É q tem q ter lido um pouco mais de Deleuze para entender o sentido de Desejo segundo o filósofo. Recomendo essa entrevista que fiz com o filósofo Luiz Fuganti: https://sonoraletra.wordpress.com/2013/03/20/d-de-desejo/

Daniel
Daniel
Reply to  Metacrisol
9 anos atrás

Leia Nietzsche e Spinoza ou mais precisamente: Vontade de Potência e Conatus. e Depois leia outros textos desse mesmo blog.

Karina Soares Montmasson
Karina Soares Montmasson
10 anos atrás

é importante lembrar que na época em que Deleuze é Guattari escreveram o anti edipo , no final dos anos 60 , o que predominava na França além das ideias da revolução de maio 68 era o que os lacaninaos fizeram dos conceitos que J Lacan estava propondo na psicanálise.

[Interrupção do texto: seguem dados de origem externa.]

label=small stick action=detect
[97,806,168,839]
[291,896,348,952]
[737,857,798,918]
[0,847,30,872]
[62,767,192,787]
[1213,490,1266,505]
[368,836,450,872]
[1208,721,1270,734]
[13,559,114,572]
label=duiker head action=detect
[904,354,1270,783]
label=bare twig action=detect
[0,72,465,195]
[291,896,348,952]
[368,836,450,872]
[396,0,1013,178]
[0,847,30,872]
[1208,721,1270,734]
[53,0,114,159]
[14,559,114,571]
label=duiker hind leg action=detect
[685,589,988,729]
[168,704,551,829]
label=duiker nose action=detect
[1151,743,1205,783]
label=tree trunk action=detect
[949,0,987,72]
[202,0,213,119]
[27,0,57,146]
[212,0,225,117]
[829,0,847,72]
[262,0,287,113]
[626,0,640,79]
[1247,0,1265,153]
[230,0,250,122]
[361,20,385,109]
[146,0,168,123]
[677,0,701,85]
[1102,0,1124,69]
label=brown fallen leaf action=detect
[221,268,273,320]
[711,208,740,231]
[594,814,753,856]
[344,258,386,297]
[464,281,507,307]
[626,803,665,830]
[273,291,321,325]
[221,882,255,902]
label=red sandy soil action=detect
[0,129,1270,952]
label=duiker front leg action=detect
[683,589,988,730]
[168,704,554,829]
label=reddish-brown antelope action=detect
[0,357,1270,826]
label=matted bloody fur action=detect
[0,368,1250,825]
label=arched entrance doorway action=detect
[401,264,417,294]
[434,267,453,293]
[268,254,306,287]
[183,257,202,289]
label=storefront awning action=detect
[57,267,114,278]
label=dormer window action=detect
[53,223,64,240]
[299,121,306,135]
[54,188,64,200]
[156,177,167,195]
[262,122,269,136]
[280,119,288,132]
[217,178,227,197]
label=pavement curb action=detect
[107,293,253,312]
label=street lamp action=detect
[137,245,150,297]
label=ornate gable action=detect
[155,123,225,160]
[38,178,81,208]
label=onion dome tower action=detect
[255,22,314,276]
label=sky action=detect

Acho que todos psicanalistas deveriam estudar também a esquizoanalise e ver as possibilidade que todos nós temos de reinventar conceitos, reinventar a vida é a nós mesmos…

Francisco
Francisco
10 anos atrás

texto de pura retórica. vazio

Caetano
Caetano
10 anos atrás

E a Psicologia Analítica de Jung, por acaso a Esquizoanálise pretende produzir mais civilização? O Império é do Édipo ou da civilização? O mal estar é na Civilização ou da Civilização? Esse modo de vida civilizado é doentio, o indivíduo não é autônomo está sempre submetido a uma relação de poder, as potências estão arrochadas pelo cimento. O gérmen, modo do Ser cada um singular petrificado pelo sangue preto do Petróleo!

C.
C.
10 anos atrás

Importante lembrar que a segunda clinica de Lacan valeu-se justamente de uma inversão nesse ponto; pois o analista não mais “empresta sentido”, mas sim “empresta consequencia” às falas do analisando. O Édipo definidor e o analista/padre não tocam aí. E a psicanalise não se propõe a suprir uma falta do desejo ou a se fazer alternativa dele.